TIME Magazine, March 29, 1948, p. 44:|
CANADA: THE DOMINION: Life on the Ice
...This week some 6,000,000 Canadians (almost half the Dominion's 12,582,000 population) will listen to broadcasts of the Stanley Cup* playoffs, the World Series of professional ice hockey.
The Business. Last season the National Hockey League's six teams (two in Canada, four in the U.S.) drew better than 2,400,000 fans, grossed almost $4,000,000, paid 102 players (93 Canadians, four Britons, five U.S. citizens) about $900,000. The league had an investment of $25,000,000 in arenas. The three professional leagues now operating had an investment in players of $75,000,000. Such figures are only a partial measure of how far the game has come in its 73 years of history.
Besides the N.H.L., there are two other important professional circuits, the American Hockey League (eleven teams) and the U.S. Hockey League (eight teams) which operate in the U.S. This season the two minor leagues drew all but five of their 348 men from the Dominion.
The Game. There are 70,000 registered amateur hockey teams in Canada... This year the Dominion's two big-league teams (Toronto Maple Leafs and Montreal Canadiens) will spend more than $70,000 to help keep amateurs on ice, groom some of them ultimately for the big time...
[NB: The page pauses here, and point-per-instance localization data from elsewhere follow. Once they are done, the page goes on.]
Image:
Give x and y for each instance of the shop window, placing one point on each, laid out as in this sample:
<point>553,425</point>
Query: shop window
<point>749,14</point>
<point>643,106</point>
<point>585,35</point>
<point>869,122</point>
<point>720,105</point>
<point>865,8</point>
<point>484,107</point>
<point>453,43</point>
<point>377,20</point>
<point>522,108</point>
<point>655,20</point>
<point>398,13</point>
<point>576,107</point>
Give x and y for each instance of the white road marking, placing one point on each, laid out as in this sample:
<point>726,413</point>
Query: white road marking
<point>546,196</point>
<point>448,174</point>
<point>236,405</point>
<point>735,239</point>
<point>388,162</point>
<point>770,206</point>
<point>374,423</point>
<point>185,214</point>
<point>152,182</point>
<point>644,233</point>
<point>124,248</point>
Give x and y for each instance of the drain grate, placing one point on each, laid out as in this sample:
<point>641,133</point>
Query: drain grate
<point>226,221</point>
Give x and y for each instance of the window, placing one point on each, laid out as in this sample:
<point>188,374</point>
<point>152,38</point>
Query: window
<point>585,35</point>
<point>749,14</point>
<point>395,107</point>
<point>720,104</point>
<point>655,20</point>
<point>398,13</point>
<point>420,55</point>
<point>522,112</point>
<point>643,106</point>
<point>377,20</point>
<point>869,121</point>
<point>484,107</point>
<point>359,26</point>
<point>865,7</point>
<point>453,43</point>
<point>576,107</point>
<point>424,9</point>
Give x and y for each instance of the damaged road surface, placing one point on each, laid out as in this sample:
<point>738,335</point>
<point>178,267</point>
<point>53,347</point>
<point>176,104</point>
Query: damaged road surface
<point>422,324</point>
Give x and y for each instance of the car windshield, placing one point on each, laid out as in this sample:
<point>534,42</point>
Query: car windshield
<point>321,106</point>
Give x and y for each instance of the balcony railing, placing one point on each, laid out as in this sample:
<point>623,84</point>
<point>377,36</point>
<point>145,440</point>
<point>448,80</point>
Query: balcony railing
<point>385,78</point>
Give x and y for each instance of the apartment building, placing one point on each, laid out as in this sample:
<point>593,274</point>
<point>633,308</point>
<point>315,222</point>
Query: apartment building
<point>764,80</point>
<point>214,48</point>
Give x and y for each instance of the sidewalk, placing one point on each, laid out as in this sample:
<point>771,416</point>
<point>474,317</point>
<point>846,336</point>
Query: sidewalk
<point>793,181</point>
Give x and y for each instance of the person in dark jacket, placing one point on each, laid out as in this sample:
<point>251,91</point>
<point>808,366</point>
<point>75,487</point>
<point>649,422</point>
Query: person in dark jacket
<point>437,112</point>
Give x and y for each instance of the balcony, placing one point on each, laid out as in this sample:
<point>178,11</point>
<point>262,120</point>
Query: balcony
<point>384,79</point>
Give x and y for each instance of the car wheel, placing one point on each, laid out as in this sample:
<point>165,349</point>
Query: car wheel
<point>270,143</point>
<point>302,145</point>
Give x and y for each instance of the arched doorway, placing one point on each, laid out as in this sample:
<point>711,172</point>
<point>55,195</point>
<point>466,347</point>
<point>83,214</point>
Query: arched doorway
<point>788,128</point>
The National Hockey League's present fortunes are guided by a tight-lipped, teetotaling bachelor named Clarence S. Campbell, who made news a fortnight ago when he cracked down on a couple of players involved in a gambling fix (TIME, March 22). For love of hockey, Campbell ditched a profitable law practice for three years to referee big-league games. In September 1946, he was made N.H.L.'s president, given a $15,000 salary, a spacious office in league headquarters in Montreal. Campbell wants more clubs, more arenas. Says he: "It's an awfully good game."
*Put up in 1893 by Baron Stanley of Preston, then Governor General of Canada, it was the exclusive property of amateurs until 1911. By then, most of the simon-pures had turned pro and the cup went to play-for-pay teams by default.